Morso da zecca, finisce ricoverato in ospedale per Tbe
Fortunatamente non si tratterebbe di un caso grave. Il ricovero è avvenuto a metà della scorsa settimana. E' bene sapere che con la stagione estiva aumenta la presenza delle zecche nei boschi del Trentino e quindi la possibilità di essere infettati dai piccoli parassiti che si nutrono del sangue dell’uomo e degli animali

TRENTO. Una persona è stata ricoverata all'ospedale di Trento a seguito del morso di una zecca.
Dalle informazioni che si hanno al momento, il ricovero all'ospedale Santa Chiara di Trento sarebbe avvenuto alla metà della scorsa settimana.
La persona è risultata positiva alla Tbe ma non sarebbe fortunatamente un caso grave.

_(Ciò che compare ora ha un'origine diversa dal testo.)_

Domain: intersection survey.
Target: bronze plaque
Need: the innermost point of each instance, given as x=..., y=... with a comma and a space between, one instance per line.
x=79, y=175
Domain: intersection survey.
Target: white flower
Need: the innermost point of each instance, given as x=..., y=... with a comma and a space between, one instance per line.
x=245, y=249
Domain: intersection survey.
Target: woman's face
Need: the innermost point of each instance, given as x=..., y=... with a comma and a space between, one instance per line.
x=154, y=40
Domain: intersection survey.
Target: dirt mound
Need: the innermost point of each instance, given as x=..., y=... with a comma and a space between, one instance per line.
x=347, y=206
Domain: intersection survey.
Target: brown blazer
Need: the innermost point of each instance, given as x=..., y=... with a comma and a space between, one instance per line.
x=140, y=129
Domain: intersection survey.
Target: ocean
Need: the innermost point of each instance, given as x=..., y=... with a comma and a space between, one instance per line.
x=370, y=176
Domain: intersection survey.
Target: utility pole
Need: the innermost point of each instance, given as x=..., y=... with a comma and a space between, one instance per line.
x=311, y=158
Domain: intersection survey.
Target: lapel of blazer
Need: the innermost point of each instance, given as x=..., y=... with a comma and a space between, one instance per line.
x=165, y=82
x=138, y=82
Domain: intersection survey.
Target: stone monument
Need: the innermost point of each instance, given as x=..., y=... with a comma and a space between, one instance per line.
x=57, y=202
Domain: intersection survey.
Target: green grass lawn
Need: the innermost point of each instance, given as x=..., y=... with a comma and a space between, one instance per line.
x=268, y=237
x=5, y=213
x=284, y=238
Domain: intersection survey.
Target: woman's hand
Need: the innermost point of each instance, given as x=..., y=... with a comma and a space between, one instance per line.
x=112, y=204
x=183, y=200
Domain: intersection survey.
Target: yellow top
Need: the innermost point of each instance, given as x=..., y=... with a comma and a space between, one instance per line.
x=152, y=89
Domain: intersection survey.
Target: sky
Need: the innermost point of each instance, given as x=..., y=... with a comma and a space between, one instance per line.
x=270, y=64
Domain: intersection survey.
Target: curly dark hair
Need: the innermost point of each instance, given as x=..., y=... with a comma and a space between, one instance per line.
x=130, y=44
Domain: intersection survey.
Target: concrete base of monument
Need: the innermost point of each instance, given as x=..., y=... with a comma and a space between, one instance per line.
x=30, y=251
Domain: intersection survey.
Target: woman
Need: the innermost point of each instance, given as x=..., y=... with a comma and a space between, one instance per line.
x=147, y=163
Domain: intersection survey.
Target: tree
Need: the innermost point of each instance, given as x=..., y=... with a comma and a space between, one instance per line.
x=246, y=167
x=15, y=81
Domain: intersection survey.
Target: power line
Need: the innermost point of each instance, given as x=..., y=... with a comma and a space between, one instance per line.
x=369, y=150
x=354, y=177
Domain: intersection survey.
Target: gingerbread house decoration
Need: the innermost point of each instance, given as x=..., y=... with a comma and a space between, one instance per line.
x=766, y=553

E' bene sapere che con la stagione estiva aumenta la presenza delle zecche nei boschi del Trentino e quindi la possibilità di essere infettati dai piccoli parassiti che si nutrono del sangue dell’uomo e degli animali.

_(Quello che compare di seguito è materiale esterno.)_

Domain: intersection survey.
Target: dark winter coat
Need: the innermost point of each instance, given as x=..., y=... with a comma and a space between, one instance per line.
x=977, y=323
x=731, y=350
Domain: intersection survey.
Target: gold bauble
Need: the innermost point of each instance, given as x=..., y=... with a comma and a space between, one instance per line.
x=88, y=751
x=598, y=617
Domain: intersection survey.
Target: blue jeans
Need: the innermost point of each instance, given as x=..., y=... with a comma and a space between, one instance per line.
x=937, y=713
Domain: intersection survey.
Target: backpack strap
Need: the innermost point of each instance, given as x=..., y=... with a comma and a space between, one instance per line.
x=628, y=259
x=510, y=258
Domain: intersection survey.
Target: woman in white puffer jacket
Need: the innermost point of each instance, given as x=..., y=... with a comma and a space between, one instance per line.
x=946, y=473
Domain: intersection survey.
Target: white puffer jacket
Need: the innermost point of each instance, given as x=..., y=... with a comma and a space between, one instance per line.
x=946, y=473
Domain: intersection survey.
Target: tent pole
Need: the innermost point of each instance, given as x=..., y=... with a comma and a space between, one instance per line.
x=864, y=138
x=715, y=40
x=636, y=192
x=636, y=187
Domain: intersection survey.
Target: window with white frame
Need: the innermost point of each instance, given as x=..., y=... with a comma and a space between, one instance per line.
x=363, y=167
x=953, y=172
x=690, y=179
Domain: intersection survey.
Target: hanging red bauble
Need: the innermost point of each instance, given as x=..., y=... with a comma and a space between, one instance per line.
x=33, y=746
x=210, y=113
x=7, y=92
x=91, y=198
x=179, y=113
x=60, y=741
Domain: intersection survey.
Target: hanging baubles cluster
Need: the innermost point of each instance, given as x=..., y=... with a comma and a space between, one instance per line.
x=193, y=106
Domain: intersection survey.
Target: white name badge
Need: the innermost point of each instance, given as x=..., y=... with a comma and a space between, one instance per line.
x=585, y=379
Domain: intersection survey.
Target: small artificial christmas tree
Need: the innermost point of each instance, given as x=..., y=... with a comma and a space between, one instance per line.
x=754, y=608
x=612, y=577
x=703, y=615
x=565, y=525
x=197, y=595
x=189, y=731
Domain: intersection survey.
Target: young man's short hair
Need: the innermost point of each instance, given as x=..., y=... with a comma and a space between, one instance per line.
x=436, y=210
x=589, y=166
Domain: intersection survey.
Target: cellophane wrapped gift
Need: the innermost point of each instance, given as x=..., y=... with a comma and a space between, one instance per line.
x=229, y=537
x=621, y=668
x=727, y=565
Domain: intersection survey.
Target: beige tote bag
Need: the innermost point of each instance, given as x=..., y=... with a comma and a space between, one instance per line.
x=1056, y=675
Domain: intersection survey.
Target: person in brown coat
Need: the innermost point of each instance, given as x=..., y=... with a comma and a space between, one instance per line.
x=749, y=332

Le punture non sono dolorose e non si sentono, ma possono purtroppo avere conseguenze gravi, se il parassita è infetto.
La Tbe o encefalite virale da zecca è una malattia inizialmente simile all’influenza che può guarire senza problemi anche se, talvolta, può evolvere in una forma più grave come la meningite o l’encefalite. In alcuni casi può lasciare danni permanenti al sistema nervoso.

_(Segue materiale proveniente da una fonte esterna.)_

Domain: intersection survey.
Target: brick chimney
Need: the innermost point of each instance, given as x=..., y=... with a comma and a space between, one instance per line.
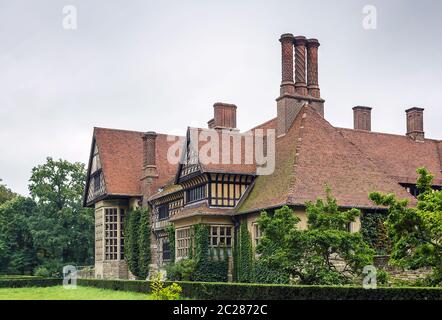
x=362, y=118
x=224, y=116
x=300, y=77
x=312, y=68
x=287, y=84
x=305, y=90
x=415, y=124
x=149, y=170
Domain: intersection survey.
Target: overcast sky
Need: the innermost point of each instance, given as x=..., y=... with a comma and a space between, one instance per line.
x=145, y=65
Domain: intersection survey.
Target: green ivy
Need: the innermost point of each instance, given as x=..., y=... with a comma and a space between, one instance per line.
x=144, y=258
x=374, y=232
x=211, y=265
x=170, y=230
x=248, y=269
x=137, y=242
x=245, y=255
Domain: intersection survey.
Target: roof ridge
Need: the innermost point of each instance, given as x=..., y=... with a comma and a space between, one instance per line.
x=369, y=158
x=259, y=125
x=439, y=153
x=382, y=133
x=134, y=131
x=303, y=114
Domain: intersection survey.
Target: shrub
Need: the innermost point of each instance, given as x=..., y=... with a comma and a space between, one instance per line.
x=382, y=277
x=29, y=282
x=213, y=267
x=181, y=270
x=50, y=269
x=242, y=291
x=131, y=241
x=159, y=292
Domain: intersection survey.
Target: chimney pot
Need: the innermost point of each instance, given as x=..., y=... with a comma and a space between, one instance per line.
x=300, y=76
x=362, y=118
x=149, y=149
x=224, y=116
x=312, y=68
x=287, y=84
x=415, y=123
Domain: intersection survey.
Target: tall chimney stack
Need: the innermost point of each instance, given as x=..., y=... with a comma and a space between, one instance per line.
x=287, y=84
x=415, y=124
x=149, y=170
x=312, y=68
x=149, y=148
x=362, y=118
x=300, y=82
x=224, y=116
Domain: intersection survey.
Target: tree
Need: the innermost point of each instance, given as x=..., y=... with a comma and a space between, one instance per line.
x=63, y=230
x=5, y=193
x=244, y=255
x=144, y=243
x=416, y=233
x=17, y=252
x=309, y=255
x=131, y=241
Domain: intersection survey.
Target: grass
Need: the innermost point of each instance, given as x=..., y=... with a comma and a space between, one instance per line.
x=60, y=293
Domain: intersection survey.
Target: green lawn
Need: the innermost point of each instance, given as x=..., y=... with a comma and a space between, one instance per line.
x=60, y=293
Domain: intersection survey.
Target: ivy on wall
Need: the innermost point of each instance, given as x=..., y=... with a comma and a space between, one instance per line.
x=144, y=244
x=244, y=255
x=248, y=269
x=137, y=242
x=211, y=264
x=131, y=245
x=170, y=230
x=374, y=232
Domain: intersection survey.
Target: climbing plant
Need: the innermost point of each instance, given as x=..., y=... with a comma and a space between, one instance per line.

Il vaccino contro la Tbe è raccomandato a chi svolge attività all’aria aperta per motivi professionali o ludico-ricreativi. Oltre alla Tbe l’altra malattia trasmessa dalle zecche è la malattia di Lyme per la quale non esiste un vaccino. La malattia di Lyme è la più comune malattia trasmessa da zecche diagnosticata in Trentino.